Underpinning research

Sea level rise is a key effect of climate change, putting coastal populations, infrastructure and world trade at risk. Around £150 billion of assets along the UK coastline are at risk from flooding, of which £75 billion are in London alone. Consequently, most nations have developed and implemented protection plans, using estimates of sea level rise based on global warming scenarios.

However, there is a lack of data on the extent to which past sea level rises exceeded present levels, prompting concerns that the world is underestimating the scale of future sea level rise. Since the mid-1990s, research by the University of Southampton at the National Oceanography Centre, Southampton (NOCS), led by Eelco Rohling, Professor of Ocean and Climate Change (1994-present), has developed with international collaborators a new method of reconstructing sea level change by measuring oxygen isotope ratios in fossils from the Red Sea. By studying how sea levels changed during warmer periods between ice ages, a view has been formed on how fast global ice volume/sea level can change, with implications for the future.

Prior to Rohling's methodology, first described in Nature in 1998 [3.1], researchers focused on fossil reefs to reveal the magnitude of sea level peaks (highstands) of the past million years but could only measure sea level lowstands back to the Last Glacial Maximum, 20,000 years ago. The new method combined evidence of extreme high-salinity conditions in the glacial Red Sea with a simple hydraulic control model of water flow through the Strait of Bab-el-Mandab, which links the Red Sea to the Indian Ocean. This new approach has produced sea level lowstand estimates stretching back hundreds of thousands of years.

Supervised by Rohling and Dr David Smeed (NERC-NOCS), Mark Siddall (University of Southampton PhD student 2001-2004) furthered the methodology [3.2]. By combining oxygen isotope records from Red Sea sediments with a hydraulic model of water exchange at Bab-el-Mandab, the researchers could measure global sea level going back 470,000 years, to an accuracy of ±6 m compared with previous ranges of ±15 m.

With the input of Research Assistant Katharine Grant (University of Southampton 2005-present) the research matured to a complete record in 2008-2012 [3.3-3.5]. This included the first coherent estimate of rates of sea level rise above the present, at 1.6 ±1 metres per century [3.3]. This has helped the UK government define their worst-case planning scenario for future century-scale sea-level rises.

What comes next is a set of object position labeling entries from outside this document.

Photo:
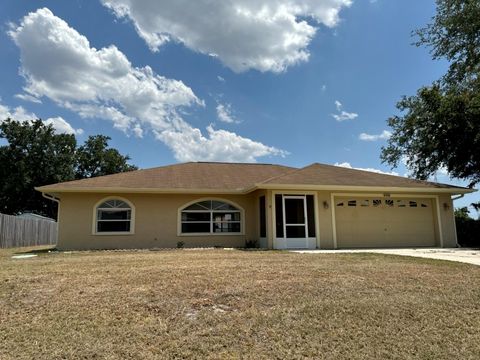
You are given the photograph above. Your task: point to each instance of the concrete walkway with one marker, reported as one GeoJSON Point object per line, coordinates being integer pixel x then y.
{"type": "Point", "coordinates": [465, 255]}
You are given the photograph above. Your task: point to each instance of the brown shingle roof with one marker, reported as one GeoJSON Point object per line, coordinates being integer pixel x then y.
{"type": "Point", "coordinates": [205, 176]}
{"type": "Point", "coordinates": [322, 174]}
{"type": "Point", "coordinates": [238, 177]}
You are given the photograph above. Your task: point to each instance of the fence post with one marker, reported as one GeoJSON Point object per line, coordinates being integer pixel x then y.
{"type": "Point", "coordinates": [16, 232]}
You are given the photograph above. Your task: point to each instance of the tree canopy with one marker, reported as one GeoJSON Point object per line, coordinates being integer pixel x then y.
{"type": "Point", "coordinates": [439, 127]}
{"type": "Point", "coordinates": [35, 155]}
{"type": "Point", "coordinates": [95, 158]}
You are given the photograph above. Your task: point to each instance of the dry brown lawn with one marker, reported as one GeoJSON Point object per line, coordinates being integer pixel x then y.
{"type": "Point", "coordinates": [221, 304]}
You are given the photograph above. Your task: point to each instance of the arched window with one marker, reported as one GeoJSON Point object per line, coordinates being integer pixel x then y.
{"type": "Point", "coordinates": [211, 217]}
{"type": "Point", "coordinates": [113, 216]}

Rohling's sea level record for the past 520,000 years also revealed a strong correlation on multi-millennial timescales between global sea level and Antarctic temperature [3.4-3.5]. Rohling estimated that the sea level around three million years ago — a period with near modern CO₂ levels — was 25 ±5m above the present. This indicates that future long-term sea level rise could far exceed existing projections [3.4]. This was supported by a major parallel effort led by Rohling, which established that climate sensitivity to radiative forcing at that time was similar to the present [3.6].

References to the research

(the best 3 illustrating quality of work are starred)

Research Funding

(i) NERC project NE/C003152/1 (£ 217 k) A centennial-scale sea level record for the last 450,000 years (1 Oct 2005 - 30 Sep 2010)

(ii) successor project NE/H004424/1 (£ 406 k) Centennial-scale relationship of sea level variability with global temperature and CO2 concentrations (1 Feb 2010 - 31 Jan 2014) (both awarded to Prof. Rohling),

(iii) NERC consortium project NE/I009906/1 (entire consortium £ 3.3 M; Southampton component £ 626 k) Using inter-glacials to assess future sea level scenarios (iGlass) (1 Jul 2011 - 30 Jun 2015) (Prof. Rohling was consortium coordinator and is PI of the Southampton component).

Details of the impact

The 2008 finding, by a group led by Rohling, that global sea level could rise 1.6 ±1 metres per century helped reshape the worst case scenarios considered in planning documents worldwide. It provided the first real-life estimates and in the UK helped to bring estimates down from very high initial assumptions (UK Climate Projections UKCP09, [5.1]; Environment Agency (EA) Thames Estuary (TE) 2100 Plan [5.2]). Assimilation of the work into planning arose from a combination of scientific publications (which led to widespread international media coverage across more than 400 news outlets) and active engagement at expert workshops and conferences.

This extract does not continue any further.